У Богуновича заняло дыхание, ослабли ноги. Нет, он не испугался. Он, может, единственный, кто ни на миг не сомневался в том, что немцы пойдут в наступление, и готовился к этому активно, деятельно. Но все же телеграмма его ошеломила. Прежде всего — точно названным сроком, затем — указанием штаба. Ошеломление перешло в возмущение, и он при телеграфисте, не стесняясь самых крепких слов, выплеснул свои чувства:

— Сволочи! По условиям перемирия они должны были заявить об этом за неделю. А наши… тупоголовые идиоты! Я без вас знаю, что при отступлении нужно вывезти в первую очередь. Вы скажите, что нам делать здесь, на линии фронта. Что нам делать? — крикнул он, остановившись перед Пастушенко.

Старый полковник, может быть, впервые в жизни не ответил с военной точностью и интеллигентской деликатностью, а только пожал плечами; он сам не представлял, что можно предпринять в такой ситуации, как понимать телеграмму: обороняться? отступать?

Степанов тоже ничего не сказал, но сильно закашлялся. Отвернувшись в угол, сплюнул в скомканный платок, подошел к телефонам и начал крутить ручку аппарата связи с Пролетарским полком. Там трубку взял Скулонь.

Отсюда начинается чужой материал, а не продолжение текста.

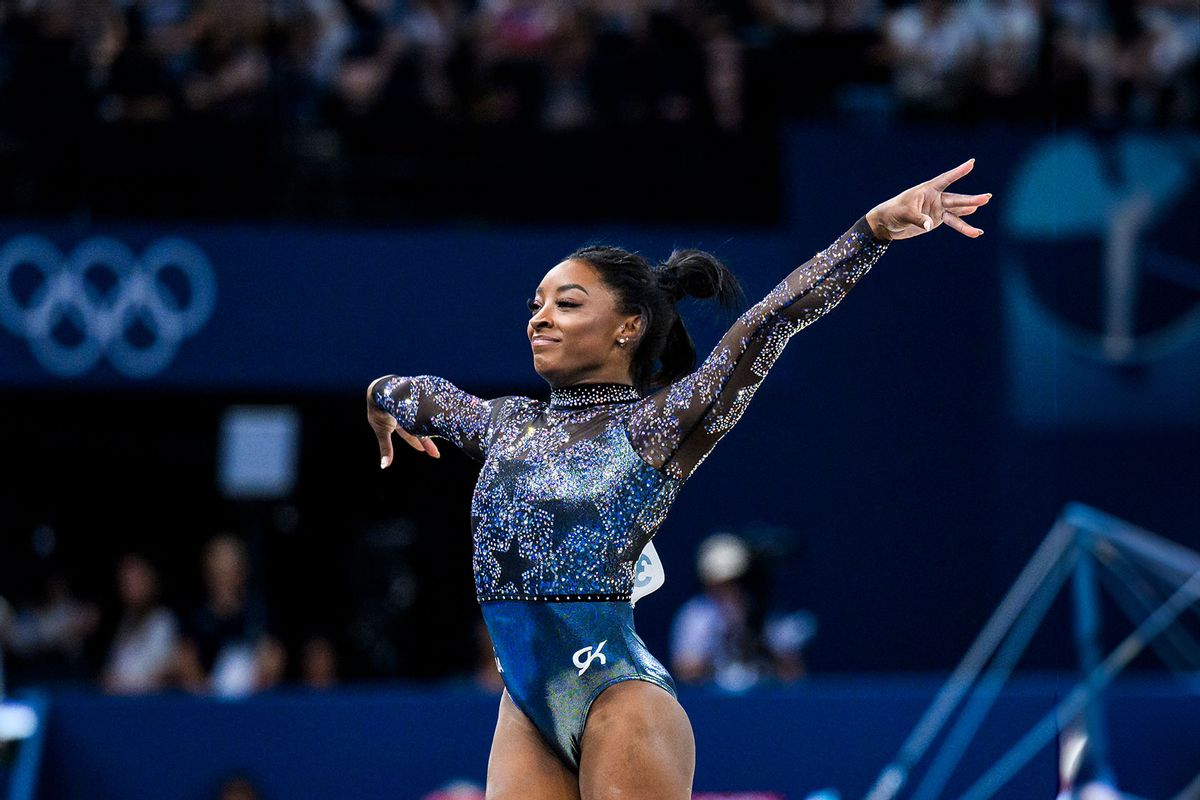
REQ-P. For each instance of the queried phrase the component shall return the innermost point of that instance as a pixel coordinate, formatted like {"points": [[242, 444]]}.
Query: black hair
{"points": [[665, 352]]}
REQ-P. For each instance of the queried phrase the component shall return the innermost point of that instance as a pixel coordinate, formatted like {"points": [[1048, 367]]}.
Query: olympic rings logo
{"points": [[102, 301]]}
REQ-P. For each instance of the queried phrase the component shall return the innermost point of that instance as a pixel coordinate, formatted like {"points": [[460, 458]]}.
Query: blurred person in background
{"points": [[713, 636], [723, 636], [319, 663], [934, 50], [573, 488], [142, 653], [49, 637], [227, 645]]}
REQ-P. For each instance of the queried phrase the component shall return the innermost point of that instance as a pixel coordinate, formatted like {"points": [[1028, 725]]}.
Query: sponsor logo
{"points": [[585, 656]]}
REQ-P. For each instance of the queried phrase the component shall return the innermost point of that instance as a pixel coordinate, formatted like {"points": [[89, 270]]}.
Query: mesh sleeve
{"points": [[427, 405], [676, 427]]}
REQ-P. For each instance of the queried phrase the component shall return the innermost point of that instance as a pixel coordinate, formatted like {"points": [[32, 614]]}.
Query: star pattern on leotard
{"points": [[513, 564]]}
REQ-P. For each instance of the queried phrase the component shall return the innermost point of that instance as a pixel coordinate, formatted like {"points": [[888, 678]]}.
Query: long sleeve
{"points": [[676, 427], [427, 405]]}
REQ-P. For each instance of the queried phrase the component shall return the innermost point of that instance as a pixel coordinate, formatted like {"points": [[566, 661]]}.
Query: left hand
{"points": [[925, 206]]}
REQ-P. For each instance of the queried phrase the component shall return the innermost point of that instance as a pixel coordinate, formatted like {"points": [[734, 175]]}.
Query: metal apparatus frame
{"points": [[1151, 578]]}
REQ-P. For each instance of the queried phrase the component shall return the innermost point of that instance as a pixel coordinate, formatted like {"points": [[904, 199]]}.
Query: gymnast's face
{"points": [[574, 328]]}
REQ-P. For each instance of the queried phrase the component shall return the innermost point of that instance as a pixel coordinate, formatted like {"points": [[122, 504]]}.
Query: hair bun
{"points": [[669, 281]]}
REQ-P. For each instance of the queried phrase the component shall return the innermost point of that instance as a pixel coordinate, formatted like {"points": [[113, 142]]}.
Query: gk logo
{"points": [[585, 656]]}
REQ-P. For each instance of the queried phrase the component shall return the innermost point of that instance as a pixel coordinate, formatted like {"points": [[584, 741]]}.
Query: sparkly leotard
{"points": [[571, 489]]}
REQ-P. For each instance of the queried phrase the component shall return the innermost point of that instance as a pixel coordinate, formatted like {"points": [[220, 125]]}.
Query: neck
{"points": [[585, 395]]}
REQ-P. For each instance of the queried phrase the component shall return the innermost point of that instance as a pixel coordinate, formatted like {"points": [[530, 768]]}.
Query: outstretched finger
{"points": [[384, 438], [952, 175], [423, 444], [961, 227], [952, 200]]}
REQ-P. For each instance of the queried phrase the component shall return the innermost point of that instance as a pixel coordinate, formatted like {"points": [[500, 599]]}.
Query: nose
{"points": [[539, 320]]}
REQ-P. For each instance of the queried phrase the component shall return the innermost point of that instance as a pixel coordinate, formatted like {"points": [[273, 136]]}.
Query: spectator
{"points": [[49, 637], [318, 663], [228, 648], [721, 636], [712, 636], [141, 656], [933, 49]]}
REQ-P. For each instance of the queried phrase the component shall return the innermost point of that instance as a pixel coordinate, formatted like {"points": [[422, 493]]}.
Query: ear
{"points": [[631, 326]]}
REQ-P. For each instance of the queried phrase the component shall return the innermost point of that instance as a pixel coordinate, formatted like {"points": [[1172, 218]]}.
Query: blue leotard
{"points": [[573, 488]]}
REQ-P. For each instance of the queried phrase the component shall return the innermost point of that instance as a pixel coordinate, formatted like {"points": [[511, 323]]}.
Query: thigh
{"points": [[522, 765], [637, 744]]}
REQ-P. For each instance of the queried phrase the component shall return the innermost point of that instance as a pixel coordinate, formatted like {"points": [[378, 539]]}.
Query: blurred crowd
{"points": [[231, 642], [226, 644], [346, 65]]}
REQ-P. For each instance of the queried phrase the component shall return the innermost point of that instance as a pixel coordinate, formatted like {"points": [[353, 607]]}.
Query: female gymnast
{"points": [[574, 487]]}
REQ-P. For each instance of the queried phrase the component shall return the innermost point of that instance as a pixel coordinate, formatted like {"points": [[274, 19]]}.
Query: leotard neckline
{"points": [[585, 395]]}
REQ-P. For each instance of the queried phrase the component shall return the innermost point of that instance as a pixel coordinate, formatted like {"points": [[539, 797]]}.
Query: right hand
{"points": [[384, 425]]}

Степанов спросил без приветствия, без обычных вступительных слов:

— Телеграмму получили?

— Да, — ответил Скулонь громко, чтобы перекричать шумы.

— Что будете делать?

— Петроградский пролетарский полк будет стоять насмерть, — отчетливо, словно диктуя, проговорил латыш.

Степанов прикрыл ладонью трубку и сообщил, пожалуй, с радостью:

— Они будут стоять… — только «насмерть» опустил, посчитал лишним.

Эта спокойная радость чахоточного председателя комитета, радость от того, что соседи остаются верными слову, поразила Богуновича. Ему стало стыдно за свою несдержанность. Раскричался, как истеричная барышня.

— Мы хотим встретиться, — кричал между тем в трубку Степанов и, выслушав ответ, сообщил: — Черноземов и Скулонь приедут к нам вечером.

Но раньше, чем приехали пролетарцы, появился Бульба-Любецкий. На подпитии. Веселый, лихой, как казацкий атаман. Шапка набекрень, бекеша нараспашку. Но Богунович, лучше других знавший Назара, сразу отметил, что все это показное, в действительности же он не только растерян, но, пожалуй, и испуган, хотя вся жизнь его подтверждала, что человек этот никогда ничего не боялся. Ни бога, ни черта, ни властей, ни немцев. Бульба спросил с порога, не поздоровавшись:

— Слышали? Они хотят укусить нас за ж… Тевтонские собаки! Кайзеровские холуи!